Businessman Bill Cook saw Shirley performing and approached her parents to see if he could take the young girl under his wing and help her build a professional singing career. He was to encourage Shirley to write her own songs and to learn how to play guitar.

At the age of 16 (in 1941), Shirley went to Sydney and recorded for the now famous red and green label Regal Zonophone under the guidance of then A&R (artist and repertoire) man Arch Kerr. One of her most famous songs, Faithful Old Dog, emerged from her first batch of recordings.

She toured with George Sorlie's variety shows and, during the war, entertained armed forces throughout Australia and New Zealand.

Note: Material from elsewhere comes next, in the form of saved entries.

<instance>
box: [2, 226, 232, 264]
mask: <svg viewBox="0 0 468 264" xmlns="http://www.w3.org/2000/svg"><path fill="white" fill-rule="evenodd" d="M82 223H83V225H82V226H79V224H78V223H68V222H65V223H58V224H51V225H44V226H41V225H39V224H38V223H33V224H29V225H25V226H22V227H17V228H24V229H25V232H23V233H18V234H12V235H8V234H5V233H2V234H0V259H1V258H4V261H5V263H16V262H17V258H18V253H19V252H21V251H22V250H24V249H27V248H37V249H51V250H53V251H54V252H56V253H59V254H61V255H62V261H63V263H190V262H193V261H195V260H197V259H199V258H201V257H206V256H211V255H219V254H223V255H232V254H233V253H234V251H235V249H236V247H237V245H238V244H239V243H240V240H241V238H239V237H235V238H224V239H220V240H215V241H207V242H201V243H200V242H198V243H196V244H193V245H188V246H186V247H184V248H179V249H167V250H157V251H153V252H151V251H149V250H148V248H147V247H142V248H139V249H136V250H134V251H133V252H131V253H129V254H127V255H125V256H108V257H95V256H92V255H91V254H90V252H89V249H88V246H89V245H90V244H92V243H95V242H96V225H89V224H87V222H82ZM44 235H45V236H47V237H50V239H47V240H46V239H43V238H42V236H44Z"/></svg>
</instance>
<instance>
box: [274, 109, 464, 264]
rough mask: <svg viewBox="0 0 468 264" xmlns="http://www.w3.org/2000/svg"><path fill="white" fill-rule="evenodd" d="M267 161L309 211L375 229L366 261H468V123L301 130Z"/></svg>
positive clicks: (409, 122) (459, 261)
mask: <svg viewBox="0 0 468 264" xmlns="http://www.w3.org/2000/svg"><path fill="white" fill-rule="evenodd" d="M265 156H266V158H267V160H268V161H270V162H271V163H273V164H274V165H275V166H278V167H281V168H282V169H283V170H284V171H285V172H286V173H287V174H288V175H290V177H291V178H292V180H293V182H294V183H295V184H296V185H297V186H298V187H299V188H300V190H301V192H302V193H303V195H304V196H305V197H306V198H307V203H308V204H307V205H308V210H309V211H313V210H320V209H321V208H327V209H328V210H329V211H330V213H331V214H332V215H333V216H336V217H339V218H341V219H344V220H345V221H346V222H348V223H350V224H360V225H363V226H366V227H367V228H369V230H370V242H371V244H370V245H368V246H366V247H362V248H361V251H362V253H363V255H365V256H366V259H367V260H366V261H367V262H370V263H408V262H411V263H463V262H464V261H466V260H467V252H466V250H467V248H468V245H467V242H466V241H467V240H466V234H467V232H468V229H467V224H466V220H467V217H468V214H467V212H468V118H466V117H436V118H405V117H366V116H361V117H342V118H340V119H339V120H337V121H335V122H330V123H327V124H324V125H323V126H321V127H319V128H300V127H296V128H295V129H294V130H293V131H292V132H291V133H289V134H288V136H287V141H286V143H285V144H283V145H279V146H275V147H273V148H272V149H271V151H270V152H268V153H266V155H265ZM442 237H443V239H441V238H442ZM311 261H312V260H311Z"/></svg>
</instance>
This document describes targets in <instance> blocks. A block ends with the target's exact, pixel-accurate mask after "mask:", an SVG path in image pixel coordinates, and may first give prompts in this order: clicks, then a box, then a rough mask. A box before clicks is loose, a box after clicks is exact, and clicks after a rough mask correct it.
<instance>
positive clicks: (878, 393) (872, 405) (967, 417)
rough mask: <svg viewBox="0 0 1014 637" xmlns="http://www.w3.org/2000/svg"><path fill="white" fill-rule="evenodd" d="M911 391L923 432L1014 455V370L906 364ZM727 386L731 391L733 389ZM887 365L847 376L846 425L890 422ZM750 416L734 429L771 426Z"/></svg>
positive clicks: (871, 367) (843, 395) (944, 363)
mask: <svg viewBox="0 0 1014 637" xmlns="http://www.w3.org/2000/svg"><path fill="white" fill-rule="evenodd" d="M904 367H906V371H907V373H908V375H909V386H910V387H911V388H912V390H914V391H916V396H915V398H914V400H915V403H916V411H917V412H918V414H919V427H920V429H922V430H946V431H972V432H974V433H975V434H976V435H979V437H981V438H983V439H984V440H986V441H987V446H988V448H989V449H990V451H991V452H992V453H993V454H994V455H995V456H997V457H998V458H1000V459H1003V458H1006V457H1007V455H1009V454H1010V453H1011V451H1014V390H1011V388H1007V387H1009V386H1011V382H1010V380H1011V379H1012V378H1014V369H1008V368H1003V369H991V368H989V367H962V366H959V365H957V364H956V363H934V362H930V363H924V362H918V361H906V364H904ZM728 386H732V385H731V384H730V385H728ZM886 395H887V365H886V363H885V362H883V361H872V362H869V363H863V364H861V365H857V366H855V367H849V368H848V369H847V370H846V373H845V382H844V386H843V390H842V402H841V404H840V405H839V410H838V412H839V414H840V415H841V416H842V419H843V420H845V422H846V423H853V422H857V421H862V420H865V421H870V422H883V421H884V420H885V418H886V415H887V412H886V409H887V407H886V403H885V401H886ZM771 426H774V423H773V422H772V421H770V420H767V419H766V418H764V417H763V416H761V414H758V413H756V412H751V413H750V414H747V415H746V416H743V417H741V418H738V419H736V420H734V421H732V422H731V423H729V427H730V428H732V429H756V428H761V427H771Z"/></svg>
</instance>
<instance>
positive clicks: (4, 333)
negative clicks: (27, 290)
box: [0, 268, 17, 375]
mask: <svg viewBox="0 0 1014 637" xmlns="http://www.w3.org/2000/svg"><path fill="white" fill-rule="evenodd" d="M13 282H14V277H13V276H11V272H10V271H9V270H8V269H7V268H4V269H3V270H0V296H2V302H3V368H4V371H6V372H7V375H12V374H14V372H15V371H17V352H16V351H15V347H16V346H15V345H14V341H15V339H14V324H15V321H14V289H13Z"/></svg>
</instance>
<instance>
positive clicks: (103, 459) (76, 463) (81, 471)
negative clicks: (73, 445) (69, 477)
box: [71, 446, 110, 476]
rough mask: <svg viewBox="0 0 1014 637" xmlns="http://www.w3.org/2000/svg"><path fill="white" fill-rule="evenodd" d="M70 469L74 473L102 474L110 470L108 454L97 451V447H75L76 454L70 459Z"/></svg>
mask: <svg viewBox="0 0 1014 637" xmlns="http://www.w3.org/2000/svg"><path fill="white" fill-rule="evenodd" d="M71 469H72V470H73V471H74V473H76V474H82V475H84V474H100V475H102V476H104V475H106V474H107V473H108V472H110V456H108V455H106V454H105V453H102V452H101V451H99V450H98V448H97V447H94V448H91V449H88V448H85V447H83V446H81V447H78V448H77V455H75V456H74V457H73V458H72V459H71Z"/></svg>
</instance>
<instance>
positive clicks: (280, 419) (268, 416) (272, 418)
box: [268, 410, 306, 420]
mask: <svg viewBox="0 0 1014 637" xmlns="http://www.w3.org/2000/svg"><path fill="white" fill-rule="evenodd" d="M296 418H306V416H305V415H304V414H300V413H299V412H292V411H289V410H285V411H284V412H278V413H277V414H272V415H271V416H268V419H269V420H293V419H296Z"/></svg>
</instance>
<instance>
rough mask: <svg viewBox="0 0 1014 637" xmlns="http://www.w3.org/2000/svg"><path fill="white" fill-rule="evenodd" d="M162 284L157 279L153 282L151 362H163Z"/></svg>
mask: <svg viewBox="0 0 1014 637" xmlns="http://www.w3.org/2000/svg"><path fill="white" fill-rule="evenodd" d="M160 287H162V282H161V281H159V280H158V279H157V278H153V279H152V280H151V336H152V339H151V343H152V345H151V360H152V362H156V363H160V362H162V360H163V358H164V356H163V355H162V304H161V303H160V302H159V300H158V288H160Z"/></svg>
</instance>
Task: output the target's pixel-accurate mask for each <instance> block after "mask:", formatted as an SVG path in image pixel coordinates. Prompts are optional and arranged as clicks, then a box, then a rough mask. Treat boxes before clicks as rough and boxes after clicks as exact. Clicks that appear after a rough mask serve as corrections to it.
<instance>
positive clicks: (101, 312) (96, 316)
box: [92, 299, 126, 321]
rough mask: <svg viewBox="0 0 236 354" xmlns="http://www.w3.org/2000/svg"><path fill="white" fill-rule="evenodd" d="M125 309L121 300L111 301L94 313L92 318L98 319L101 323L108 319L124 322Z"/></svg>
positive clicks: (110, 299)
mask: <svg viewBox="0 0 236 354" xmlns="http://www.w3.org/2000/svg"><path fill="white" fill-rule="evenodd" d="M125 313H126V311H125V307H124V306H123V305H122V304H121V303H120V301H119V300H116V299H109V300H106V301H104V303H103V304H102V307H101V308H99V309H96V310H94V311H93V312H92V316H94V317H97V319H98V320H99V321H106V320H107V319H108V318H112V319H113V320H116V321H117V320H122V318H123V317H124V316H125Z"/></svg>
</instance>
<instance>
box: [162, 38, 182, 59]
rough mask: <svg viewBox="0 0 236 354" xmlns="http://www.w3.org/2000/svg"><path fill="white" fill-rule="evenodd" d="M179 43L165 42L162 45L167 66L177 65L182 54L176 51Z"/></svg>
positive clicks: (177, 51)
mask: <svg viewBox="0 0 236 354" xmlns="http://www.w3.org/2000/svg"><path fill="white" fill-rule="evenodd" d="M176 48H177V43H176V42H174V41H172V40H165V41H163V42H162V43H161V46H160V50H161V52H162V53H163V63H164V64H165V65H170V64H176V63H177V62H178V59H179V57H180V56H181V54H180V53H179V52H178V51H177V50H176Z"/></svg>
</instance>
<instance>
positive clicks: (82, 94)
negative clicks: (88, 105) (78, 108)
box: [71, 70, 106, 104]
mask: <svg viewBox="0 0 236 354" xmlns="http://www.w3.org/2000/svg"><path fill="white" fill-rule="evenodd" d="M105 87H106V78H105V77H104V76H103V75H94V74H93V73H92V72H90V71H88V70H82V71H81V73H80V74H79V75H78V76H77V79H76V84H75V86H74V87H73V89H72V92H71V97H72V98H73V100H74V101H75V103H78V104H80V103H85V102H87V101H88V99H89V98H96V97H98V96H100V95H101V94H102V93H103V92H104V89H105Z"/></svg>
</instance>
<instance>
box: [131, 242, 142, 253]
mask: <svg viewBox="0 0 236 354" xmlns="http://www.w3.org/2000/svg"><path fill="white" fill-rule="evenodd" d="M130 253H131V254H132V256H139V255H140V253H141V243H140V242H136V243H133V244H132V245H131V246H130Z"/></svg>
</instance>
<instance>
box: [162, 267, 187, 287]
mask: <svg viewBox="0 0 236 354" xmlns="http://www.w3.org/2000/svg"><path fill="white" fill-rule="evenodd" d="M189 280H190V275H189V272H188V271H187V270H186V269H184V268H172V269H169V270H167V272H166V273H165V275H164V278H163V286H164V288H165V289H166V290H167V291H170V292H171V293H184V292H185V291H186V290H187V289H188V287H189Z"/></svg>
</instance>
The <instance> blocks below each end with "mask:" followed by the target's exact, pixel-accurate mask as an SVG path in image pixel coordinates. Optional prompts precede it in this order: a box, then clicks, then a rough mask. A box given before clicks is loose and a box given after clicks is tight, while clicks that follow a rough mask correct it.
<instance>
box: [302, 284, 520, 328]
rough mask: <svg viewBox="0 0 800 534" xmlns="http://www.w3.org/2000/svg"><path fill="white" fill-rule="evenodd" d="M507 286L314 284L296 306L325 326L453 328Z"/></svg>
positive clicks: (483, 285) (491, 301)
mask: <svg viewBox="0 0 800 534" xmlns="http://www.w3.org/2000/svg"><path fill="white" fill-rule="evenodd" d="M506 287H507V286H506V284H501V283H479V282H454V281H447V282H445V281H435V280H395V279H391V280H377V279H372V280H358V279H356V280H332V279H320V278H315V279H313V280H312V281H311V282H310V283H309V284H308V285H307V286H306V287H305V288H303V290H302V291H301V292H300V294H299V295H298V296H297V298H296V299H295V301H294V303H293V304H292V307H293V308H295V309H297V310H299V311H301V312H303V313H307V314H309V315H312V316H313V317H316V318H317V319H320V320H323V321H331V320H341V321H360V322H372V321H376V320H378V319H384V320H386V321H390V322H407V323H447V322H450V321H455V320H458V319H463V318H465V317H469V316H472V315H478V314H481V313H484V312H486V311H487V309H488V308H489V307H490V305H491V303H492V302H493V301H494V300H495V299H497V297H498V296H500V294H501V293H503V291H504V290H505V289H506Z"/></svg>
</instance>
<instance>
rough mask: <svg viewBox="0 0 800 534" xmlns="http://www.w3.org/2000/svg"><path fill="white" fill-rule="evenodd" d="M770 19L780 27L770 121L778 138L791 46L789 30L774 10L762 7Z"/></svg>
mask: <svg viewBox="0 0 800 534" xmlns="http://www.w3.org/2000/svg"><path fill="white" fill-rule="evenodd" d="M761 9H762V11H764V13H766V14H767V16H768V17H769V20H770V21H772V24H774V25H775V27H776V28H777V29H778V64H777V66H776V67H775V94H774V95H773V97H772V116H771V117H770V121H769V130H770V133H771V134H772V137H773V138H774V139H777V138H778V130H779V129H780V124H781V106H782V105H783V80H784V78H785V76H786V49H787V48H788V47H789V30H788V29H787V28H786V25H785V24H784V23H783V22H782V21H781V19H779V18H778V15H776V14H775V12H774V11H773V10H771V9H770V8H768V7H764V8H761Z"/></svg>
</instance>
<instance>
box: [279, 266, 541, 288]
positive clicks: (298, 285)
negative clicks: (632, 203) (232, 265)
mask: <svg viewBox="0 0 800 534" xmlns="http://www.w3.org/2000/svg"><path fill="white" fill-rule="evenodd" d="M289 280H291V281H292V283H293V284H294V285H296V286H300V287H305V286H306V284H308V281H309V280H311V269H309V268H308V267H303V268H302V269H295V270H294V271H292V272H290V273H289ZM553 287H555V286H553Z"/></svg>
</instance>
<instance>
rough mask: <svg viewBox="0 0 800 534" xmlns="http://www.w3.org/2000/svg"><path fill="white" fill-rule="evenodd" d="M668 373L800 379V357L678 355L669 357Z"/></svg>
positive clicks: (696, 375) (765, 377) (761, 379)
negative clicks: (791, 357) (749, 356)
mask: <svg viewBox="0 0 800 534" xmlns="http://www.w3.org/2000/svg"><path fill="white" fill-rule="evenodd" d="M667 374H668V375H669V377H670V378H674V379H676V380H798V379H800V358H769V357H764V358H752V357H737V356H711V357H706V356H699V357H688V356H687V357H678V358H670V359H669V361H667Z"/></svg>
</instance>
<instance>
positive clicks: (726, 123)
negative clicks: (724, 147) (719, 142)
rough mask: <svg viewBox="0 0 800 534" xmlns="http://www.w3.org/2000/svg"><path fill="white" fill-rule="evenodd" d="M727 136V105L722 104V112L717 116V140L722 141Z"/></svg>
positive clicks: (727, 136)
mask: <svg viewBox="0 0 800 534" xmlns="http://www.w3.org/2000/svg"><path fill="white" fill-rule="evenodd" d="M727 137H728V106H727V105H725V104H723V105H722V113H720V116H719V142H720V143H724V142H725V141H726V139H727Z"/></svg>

During this period, she kept on writing songs and recording and later toured with Sole Bros Circus where she met her first husband John Sole.

After recording several "sides" for the Rodeo label, Shirley gave up show business for home and family, but tragedy struck with the premature death of her husband John. The couple had only one child, a son, Peter.

In 1970, Shirley was encouraged by Tamworth radio station 2TM to come out of retirement and appear on the Captain Cook Bicentenary Show in the historic Tamworth Town Hall. This was to spur a brief re-emergence of Shirley's career as Eric Scott of Hadley Records signed her to a recording contract. She recorded two albums with Hadley, the first released in 1970, the second in 1972.

Some of the most memorable songs Shirley is remembered for include Where The Golden Wattle Blooms and Yodelling In The Moonlight.

In her later years, while battling Parkinson's Disease and a heart condition, Shirley spent a lot of time writing philosophical poems which, one day, may be released in print.